"simple stainless gyuto" - what would be your pick?

Kitchen Knife Forums

Help Support Kitchen Knife Forums:

This site may earn a commission from merchant affiliate links, including eBay, Amazon, and others.
CarboNEXT will rust? In what universe? Have you owned one? Yes, it will discolor. No, it will not rust, no more than any stainless knife.
Would just like to state that mine rusted. Wiped it dry with a semi damp towel. Left it inside the knife guard in my knife bag for two days and it had bright orange rust spots. A Carbonext can rust. Still love mine and would recommend it highly.
 
I do appreciate that you guys keep the thread moving even though I have decided to get a custom knife :) (BTW, there could be some update in about a week).

On the rust topic - we have two sets of kitchen cutlery (one is WMF - a relatively high quality german product) - both are standard 18/10 stainless steel. Both developed some rust/discolouration spots after just few times in dishwasher (in our previous apartment, we do not have one right now). After all stainless means exactly that stain LESS and not does not stain at all. It is only question of how aggressive is the environment whether given steel will start to rust/stain.
 
Second for Gesshin Ginga, but I'd go Wa handle. Love that knife.
 
After all stainless means exactly that stain LESS and not does not stain at all. It is only question of how aggressive is the environment whether given steel will start to rust/stain.

+1 (a very BIG +1)
 
+1 The term "workhorse" meaning a thicker knife is puzzling to me. Im not a pro, but I would consider a "workhorse" to be the knife that let's me perform the most amount of work for the longest period of time comfortably. For me, my Gesshin Ginga is still the most comfortable knife to use when I've had to cut for hours at a time.

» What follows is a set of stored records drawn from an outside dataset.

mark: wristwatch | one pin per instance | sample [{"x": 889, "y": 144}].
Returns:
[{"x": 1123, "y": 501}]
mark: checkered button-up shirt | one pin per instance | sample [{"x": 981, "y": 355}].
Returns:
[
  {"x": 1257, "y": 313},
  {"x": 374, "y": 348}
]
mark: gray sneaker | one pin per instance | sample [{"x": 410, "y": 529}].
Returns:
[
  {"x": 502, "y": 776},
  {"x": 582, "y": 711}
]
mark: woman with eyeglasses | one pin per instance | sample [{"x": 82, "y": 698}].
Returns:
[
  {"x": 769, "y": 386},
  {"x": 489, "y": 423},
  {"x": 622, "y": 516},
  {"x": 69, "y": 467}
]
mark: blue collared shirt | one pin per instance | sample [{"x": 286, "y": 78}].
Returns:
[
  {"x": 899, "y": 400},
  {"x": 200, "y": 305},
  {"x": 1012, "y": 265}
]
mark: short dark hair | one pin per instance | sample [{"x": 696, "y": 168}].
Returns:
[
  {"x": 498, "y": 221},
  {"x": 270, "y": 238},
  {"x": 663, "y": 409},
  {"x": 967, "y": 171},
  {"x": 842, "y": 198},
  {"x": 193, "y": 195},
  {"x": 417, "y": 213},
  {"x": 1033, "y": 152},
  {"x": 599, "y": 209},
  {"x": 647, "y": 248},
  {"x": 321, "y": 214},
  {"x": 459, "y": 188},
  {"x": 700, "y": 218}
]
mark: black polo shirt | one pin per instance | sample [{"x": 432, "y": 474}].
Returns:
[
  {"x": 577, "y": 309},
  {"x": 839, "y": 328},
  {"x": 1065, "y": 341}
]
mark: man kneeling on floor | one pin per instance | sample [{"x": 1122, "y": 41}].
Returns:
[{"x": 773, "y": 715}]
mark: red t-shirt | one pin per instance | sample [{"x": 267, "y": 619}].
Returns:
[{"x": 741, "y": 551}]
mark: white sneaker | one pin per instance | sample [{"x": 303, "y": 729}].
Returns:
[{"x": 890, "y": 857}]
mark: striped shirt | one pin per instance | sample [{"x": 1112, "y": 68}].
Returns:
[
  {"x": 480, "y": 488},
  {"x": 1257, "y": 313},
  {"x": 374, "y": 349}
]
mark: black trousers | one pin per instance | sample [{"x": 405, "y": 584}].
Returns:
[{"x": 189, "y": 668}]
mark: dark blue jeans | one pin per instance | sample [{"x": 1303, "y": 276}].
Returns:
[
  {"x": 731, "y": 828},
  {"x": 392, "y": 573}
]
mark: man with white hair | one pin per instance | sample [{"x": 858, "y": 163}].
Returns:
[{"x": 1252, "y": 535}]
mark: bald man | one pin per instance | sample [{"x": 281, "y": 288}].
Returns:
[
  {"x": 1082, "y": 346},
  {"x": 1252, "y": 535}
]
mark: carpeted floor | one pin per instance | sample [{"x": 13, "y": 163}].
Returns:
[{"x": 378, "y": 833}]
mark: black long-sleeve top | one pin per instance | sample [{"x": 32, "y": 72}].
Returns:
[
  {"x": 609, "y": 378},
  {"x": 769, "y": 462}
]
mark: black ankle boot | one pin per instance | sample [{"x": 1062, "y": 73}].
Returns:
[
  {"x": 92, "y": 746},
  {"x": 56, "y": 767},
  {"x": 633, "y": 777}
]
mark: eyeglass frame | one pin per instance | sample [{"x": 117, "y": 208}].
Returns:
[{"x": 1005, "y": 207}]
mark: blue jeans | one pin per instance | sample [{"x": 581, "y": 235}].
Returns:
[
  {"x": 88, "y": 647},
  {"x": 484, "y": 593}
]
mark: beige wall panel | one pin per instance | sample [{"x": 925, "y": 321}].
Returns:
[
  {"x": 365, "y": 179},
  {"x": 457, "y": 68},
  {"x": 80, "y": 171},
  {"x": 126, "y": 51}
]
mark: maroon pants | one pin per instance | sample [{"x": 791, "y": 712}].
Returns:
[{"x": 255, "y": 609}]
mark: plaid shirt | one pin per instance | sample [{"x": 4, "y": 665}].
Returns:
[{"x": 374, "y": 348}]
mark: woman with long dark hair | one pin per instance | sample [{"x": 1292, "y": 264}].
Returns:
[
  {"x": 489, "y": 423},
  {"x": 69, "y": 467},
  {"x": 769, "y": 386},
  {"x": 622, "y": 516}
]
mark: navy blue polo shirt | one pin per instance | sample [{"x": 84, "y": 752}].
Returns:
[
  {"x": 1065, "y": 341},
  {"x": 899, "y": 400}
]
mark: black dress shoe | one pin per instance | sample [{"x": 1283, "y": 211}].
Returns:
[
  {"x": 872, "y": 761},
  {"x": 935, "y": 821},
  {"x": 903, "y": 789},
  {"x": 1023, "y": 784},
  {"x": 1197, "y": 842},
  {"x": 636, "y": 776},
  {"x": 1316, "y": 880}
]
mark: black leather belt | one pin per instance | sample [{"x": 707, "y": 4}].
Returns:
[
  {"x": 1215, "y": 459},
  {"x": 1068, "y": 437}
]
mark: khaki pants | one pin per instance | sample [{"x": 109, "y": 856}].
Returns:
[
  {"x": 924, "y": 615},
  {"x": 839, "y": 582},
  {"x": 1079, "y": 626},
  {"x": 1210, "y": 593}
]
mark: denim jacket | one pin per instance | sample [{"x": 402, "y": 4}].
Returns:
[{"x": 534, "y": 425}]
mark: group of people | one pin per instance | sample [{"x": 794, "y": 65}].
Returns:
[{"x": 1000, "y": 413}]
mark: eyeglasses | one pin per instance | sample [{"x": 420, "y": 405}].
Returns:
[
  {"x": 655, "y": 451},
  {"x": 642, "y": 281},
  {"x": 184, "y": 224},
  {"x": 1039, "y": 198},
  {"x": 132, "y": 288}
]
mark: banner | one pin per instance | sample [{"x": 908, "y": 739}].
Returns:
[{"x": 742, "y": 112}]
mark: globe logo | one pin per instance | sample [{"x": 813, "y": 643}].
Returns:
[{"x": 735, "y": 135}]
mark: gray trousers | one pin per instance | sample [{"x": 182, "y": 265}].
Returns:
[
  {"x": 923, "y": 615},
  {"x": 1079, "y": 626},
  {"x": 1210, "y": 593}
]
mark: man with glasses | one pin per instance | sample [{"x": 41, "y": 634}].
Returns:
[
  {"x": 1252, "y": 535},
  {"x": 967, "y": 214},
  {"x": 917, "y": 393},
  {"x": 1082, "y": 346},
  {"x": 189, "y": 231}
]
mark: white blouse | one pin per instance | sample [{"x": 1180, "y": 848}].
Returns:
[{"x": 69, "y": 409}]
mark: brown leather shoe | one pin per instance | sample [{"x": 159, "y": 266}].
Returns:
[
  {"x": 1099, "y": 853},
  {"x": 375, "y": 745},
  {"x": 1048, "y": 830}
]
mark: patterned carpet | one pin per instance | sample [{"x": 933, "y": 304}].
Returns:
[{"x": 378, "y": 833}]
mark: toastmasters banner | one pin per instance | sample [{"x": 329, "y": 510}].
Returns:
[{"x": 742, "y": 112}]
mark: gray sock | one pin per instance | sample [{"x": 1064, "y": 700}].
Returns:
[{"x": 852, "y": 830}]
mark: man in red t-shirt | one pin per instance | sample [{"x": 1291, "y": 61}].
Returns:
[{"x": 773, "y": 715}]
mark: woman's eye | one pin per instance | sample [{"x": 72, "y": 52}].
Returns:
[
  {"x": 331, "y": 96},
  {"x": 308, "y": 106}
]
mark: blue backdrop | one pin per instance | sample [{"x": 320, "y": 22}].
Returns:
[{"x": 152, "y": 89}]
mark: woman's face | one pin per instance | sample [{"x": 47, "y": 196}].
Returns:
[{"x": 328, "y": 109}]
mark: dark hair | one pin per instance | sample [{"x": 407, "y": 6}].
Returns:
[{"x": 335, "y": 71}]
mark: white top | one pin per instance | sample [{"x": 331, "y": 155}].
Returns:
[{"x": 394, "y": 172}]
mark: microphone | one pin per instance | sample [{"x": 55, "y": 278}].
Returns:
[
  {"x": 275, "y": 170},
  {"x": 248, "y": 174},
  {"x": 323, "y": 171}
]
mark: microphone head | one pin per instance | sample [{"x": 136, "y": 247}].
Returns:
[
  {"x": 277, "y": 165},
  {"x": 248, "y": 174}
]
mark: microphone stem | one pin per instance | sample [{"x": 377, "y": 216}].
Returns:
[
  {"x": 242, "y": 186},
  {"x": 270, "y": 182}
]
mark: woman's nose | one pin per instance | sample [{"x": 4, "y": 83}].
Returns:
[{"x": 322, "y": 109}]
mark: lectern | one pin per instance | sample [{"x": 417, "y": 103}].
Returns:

True even in a pro environment a knife that cuts well with fruits vegitables & meat with out bone can be a workhorse. A light thin Japanese gyuto can go thru massive amounts of food well. When they wear down buy another one. Most food cut is not hard,the small % that is you need a heavier knife or cleaver. You need several knives in your bag. Knife care is always important, but you do not have to baby a knife like gesshin ginga, Konosuke, or Sakai Yusuke. They are quite capable for hours of cutting.